Pour les files réservées c’est faisable mais cela n’as jamais été observé dans les aéroports dans le monde. Ce qui est observé par contre, ce sont les séparations par nationalité parce que les modalités de contrôle ne sont pas les mêmes. Pour les familles, c’est beaucoup plus une question de civisme de la part des autres passagers.
Pour les handicapés par exemple, des espaces spéciaux ont été aménagés (circuit spécial, toilettes, taxiphones adaptés etc.).
Plusieurs professionnels du tourisme, notamment les agents de voyages, ont fait remarquer que les prix de location des box dans les aéroports, notamment Tozeur et Tabarka, étaient excessifs. Le fait est que la majorité e ces box est aujourd’hui fermée. N’avez-vous pas pour projet de revoir à la baisse vos tarifs ?
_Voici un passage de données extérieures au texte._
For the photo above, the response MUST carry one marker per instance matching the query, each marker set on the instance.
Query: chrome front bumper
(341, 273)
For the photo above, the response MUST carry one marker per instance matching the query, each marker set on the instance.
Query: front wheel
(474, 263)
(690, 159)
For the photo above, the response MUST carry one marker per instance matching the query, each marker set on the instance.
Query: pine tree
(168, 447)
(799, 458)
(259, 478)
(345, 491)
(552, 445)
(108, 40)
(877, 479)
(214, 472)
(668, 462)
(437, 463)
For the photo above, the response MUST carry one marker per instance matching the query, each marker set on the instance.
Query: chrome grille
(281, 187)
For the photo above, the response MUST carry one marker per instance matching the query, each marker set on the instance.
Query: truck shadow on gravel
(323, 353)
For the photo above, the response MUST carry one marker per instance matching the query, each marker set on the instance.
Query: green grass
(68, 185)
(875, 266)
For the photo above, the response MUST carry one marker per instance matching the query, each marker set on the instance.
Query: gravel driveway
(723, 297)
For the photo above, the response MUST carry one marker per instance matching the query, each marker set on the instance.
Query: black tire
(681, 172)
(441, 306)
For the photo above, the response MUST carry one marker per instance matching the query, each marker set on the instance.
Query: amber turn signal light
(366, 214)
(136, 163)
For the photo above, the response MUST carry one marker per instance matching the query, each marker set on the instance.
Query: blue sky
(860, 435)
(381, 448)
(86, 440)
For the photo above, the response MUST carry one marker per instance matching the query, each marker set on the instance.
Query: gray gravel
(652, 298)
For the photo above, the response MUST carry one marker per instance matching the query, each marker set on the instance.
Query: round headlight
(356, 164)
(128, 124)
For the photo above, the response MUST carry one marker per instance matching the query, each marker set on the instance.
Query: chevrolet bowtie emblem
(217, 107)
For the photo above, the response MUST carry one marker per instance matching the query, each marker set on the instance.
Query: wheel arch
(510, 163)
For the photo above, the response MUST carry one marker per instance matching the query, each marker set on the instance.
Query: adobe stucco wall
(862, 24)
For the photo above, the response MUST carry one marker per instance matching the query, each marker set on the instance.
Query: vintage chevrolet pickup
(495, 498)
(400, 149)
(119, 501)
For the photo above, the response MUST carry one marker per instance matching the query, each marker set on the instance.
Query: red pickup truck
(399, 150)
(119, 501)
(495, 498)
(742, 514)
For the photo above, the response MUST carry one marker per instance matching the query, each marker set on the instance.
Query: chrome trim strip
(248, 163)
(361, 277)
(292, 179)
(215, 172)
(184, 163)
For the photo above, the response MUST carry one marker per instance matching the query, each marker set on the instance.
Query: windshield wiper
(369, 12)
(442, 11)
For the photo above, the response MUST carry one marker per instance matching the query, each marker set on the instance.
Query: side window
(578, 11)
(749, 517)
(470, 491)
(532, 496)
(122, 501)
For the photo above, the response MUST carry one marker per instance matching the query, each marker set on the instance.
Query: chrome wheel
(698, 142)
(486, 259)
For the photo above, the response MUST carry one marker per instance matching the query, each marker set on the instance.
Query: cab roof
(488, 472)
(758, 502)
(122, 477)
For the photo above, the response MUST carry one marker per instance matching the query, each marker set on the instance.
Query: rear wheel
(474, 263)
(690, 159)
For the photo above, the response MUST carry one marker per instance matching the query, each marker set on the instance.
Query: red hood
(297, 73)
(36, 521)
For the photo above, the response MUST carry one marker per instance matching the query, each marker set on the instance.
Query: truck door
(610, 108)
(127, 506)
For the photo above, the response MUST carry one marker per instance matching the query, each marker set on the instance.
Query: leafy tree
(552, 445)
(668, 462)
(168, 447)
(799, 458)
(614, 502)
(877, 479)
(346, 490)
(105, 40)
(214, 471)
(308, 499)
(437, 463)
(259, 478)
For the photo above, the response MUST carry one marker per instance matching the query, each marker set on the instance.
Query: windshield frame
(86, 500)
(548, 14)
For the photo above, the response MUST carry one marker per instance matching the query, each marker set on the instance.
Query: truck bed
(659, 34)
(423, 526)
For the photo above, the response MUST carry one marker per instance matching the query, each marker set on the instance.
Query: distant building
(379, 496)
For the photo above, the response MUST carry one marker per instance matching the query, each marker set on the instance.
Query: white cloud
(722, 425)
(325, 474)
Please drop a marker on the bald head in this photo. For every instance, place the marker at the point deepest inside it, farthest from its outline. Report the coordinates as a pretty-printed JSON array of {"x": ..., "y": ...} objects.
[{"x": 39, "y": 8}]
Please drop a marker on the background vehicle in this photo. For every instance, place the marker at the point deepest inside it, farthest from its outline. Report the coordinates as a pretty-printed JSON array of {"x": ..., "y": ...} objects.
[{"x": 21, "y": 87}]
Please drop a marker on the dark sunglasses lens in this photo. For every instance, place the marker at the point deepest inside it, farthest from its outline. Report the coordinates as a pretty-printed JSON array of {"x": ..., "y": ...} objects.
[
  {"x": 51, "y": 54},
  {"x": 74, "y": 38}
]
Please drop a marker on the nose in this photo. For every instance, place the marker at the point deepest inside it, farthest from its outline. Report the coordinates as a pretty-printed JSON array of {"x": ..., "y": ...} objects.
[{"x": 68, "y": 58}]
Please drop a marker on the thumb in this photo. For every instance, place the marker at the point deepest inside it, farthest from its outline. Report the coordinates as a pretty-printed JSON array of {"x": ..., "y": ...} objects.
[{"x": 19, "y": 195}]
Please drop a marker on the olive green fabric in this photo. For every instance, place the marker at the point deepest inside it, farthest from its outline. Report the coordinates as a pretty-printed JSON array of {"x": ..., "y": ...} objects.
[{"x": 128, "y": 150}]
Ce qu’il faut rappeler, c’est que les aéroports de Tozeur, Tabarka et Gafsa, viennent de bénéficier pour la troisième fois consécutive de l’exonération de l’ensemble des redevances aéronautiques, mesure présidentielle qui est venue encore une fois s’ajouter aux mesures prises pour dynamiser et développer le trafic aérien dans L’EST tunisien. Cette mesure est à rapprocher avec une autre mesure présidentielle très importante qui est de faire de Tozeur et de Tabarka deux aéroports à ciel ouvert. Autrement dit, les compagnies aériennes du monde entier liées ou non avec la Tunisie par un accord aérien peuvent desservir Tozeur et Tabarka sans accord administratif préalable.
Depuis quelques années, la règle au niveau de l’Office est l’appel à la concurrence, avec un minimum garanti, pour tout box ou tout espace commercial dans nos aéroports (exception faite des compagnies aériennes). Beaucoup d’appels d’offres ont été déclarés infructueux parce les offres ont été jugées insuffisantes.
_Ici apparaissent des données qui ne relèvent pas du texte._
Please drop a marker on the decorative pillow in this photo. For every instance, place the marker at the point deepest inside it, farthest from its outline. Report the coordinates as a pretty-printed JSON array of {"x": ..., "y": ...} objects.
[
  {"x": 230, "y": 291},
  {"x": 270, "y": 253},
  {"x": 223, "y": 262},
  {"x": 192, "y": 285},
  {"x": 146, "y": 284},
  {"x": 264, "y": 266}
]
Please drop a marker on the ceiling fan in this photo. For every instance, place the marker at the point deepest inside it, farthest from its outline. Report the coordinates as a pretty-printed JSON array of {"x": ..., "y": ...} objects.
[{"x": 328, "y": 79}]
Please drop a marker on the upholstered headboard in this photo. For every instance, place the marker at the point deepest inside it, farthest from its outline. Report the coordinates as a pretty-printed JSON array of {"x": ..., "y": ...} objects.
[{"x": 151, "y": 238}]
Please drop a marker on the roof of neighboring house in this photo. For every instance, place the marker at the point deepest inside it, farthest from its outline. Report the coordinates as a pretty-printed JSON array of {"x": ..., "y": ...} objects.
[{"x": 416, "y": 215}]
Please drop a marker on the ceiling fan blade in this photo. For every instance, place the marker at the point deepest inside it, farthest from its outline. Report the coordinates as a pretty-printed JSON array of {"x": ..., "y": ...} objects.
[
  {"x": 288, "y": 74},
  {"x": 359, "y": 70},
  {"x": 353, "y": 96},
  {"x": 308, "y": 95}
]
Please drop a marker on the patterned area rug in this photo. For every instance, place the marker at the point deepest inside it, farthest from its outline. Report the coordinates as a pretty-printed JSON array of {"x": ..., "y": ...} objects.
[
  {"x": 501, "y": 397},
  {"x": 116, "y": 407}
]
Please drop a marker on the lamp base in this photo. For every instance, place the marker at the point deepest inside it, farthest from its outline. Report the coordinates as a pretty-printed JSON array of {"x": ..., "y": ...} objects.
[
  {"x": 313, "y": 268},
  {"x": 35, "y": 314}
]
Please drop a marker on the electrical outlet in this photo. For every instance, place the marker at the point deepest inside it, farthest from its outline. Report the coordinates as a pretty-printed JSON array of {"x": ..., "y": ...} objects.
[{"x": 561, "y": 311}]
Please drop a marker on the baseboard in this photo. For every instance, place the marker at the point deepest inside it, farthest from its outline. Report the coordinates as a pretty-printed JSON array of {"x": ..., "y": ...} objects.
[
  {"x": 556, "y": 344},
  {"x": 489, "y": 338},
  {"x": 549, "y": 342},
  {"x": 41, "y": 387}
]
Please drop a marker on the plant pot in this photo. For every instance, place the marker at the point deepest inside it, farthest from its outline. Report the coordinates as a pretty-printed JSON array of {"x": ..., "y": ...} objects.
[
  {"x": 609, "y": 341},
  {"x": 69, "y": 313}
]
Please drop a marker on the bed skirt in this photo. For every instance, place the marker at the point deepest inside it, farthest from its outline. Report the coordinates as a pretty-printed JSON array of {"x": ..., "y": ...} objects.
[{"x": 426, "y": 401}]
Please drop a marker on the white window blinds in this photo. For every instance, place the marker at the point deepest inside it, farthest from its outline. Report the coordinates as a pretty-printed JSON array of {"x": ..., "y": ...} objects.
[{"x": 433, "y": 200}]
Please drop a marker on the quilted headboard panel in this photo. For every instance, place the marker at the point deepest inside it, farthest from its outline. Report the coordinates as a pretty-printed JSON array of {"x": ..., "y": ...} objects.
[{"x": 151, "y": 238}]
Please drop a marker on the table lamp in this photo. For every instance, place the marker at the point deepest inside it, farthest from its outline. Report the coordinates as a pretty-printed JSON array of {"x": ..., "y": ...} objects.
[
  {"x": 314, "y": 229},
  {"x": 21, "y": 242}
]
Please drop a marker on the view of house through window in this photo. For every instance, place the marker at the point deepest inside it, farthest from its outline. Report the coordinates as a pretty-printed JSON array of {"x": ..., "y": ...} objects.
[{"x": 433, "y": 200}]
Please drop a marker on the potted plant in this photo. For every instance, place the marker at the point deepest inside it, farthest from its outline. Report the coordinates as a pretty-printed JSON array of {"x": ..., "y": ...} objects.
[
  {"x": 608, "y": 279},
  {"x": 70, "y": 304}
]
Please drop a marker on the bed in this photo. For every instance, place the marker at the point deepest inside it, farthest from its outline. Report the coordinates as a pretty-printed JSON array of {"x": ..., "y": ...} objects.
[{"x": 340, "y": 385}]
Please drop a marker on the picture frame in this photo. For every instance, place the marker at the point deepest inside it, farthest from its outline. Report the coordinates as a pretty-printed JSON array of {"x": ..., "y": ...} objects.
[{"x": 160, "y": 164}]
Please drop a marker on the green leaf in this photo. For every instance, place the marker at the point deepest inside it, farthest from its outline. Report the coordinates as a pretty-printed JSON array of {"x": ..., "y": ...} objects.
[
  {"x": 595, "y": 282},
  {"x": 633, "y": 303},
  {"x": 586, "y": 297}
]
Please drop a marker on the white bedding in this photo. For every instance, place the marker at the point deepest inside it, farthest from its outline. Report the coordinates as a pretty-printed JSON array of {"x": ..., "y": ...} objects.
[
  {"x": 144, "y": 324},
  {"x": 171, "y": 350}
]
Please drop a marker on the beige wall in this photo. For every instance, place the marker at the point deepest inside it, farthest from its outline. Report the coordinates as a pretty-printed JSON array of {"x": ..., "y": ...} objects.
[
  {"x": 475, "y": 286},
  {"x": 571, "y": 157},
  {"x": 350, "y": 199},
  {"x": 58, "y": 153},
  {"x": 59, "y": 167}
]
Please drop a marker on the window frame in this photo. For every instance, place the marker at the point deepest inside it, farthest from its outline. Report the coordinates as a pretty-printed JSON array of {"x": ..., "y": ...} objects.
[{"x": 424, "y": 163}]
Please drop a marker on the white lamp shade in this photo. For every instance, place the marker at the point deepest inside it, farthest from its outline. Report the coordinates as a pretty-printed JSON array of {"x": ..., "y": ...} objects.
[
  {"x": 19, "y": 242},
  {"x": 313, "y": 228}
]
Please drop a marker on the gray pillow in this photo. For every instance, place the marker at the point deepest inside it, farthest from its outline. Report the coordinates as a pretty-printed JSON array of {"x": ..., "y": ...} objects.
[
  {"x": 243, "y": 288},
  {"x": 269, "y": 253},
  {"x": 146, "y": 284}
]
La réflexion que nous avons engagée est la révision de ce minimum garanti pour les aéroports de Tozeur et de Tabarka. Les prix seront pondérés en fonction de la nature de l’aéroport pour essayer d’occuper les espaces commerciaux qui permettra l’OACA d’avoir des revenus supplémentaires.
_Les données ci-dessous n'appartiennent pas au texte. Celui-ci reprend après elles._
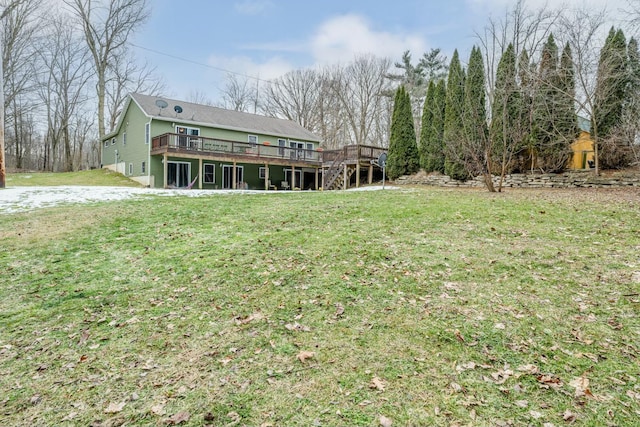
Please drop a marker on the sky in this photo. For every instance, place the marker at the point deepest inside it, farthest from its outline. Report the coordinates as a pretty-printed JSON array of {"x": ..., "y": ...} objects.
[{"x": 194, "y": 43}]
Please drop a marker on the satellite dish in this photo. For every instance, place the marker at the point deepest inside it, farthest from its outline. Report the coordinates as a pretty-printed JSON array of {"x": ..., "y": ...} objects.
[{"x": 382, "y": 160}]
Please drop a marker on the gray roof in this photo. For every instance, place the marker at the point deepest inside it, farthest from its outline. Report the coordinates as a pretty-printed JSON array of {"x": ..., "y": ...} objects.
[{"x": 204, "y": 115}]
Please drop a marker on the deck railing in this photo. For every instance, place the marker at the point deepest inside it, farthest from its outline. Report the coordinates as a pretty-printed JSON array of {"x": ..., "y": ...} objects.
[
  {"x": 204, "y": 145},
  {"x": 199, "y": 144}
]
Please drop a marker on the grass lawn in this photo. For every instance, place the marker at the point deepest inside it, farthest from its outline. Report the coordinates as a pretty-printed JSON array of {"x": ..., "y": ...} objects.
[
  {"x": 407, "y": 307},
  {"x": 99, "y": 177}
]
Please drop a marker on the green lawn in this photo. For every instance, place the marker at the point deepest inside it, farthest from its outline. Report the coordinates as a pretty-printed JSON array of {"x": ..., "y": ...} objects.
[
  {"x": 410, "y": 307},
  {"x": 99, "y": 177}
]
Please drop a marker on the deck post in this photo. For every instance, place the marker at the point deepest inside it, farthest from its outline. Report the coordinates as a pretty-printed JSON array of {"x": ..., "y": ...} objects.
[
  {"x": 293, "y": 177},
  {"x": 344, "y": 179},
  {"x": 165, "y": 166},
  {"x": 234, "y": 184}
]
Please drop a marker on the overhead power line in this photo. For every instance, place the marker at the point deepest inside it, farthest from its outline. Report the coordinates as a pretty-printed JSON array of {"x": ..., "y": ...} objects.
[{"x": 191, "y": 61}]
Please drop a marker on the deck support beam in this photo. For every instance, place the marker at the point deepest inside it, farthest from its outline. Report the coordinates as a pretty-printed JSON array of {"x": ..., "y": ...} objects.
[
  {"x": 165, "y": 166},
  {"x": 234, "y": 177},
  {"x": 293, "y": 177},
  {"x": 344, "y": 178}
]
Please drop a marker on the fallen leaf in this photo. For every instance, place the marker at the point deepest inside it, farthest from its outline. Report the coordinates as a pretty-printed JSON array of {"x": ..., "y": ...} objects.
[
  {"x": 522, "y": 403},
  {"x": 84, "y": 337},
  {"x": 581, "y": 384},
  {"x": 569, "y": 416},
  {"x": 235, "y": 418},
  {"x": 529, "y": 369},
  {"x": 547, "y": 381},
  {"x": 304, "y": 355},
  {"x": 297, "y": 327},
  {"x": 377, "y": 383},
  {"x": 535, "y": 415},
  {"x": 633, "y": 394},
  {"x": 114, "y": 408},
  {"x": 158, "y": 410},
  {"x": 385, "y": 422},
  {"x": 249, "y": 319},
  {"x": 179, "y": 418}
]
L’OACA n’est jamais présente dans les salons touristiques internationaux. Pourtant, la Tunisie dispose d’une infrastructure qui constitue des acquis pour le tourisme. Et qui plus est, la présence de l’OACA sur ces salons pourrait constituer une occasion de communiquer sur le ciel ouvert à Tabarka et Tozeur en direction des premiers concernés, les transporteurs aériens étrangers.
L’office, de par son histoire et ses origines, est un peu une continuation de l’administration qui fait que nous avons une sorte de retenue. Dorénavant, nous sommes appelés à nous ouvrir et à avoir une plus grande visibilité au niveau national et international. C’est à nous, gestionnaires d’aéroports, de faire connaitre notre métier qui est un complément indispensable à l’industrie aéronautique. Il y a énormément de travail à faire et nous en sommes conscients. Autant le diagnostic est posé, autant les solutions devront être mises en place.
L’aéroport de Sfax fait l’objet d’un projet d’extension. Qu’en est-il exactement ?
Jusqu’à il n’y a pas si longtemps. Sfax était le parent pauvre des aéroports tunisiens. Le président de la République l’a annoncé lors de son discours du 7 novembre dernier, c’est le démarrage des travaux de l’aéroport. Nous allons totalement refaire l’aérogare et bâtir un nouveau terminal d’une capacité de 500.000 passagers. Le chantier est installé et les travaux sont en cours. Ils devront s’achever en 2007.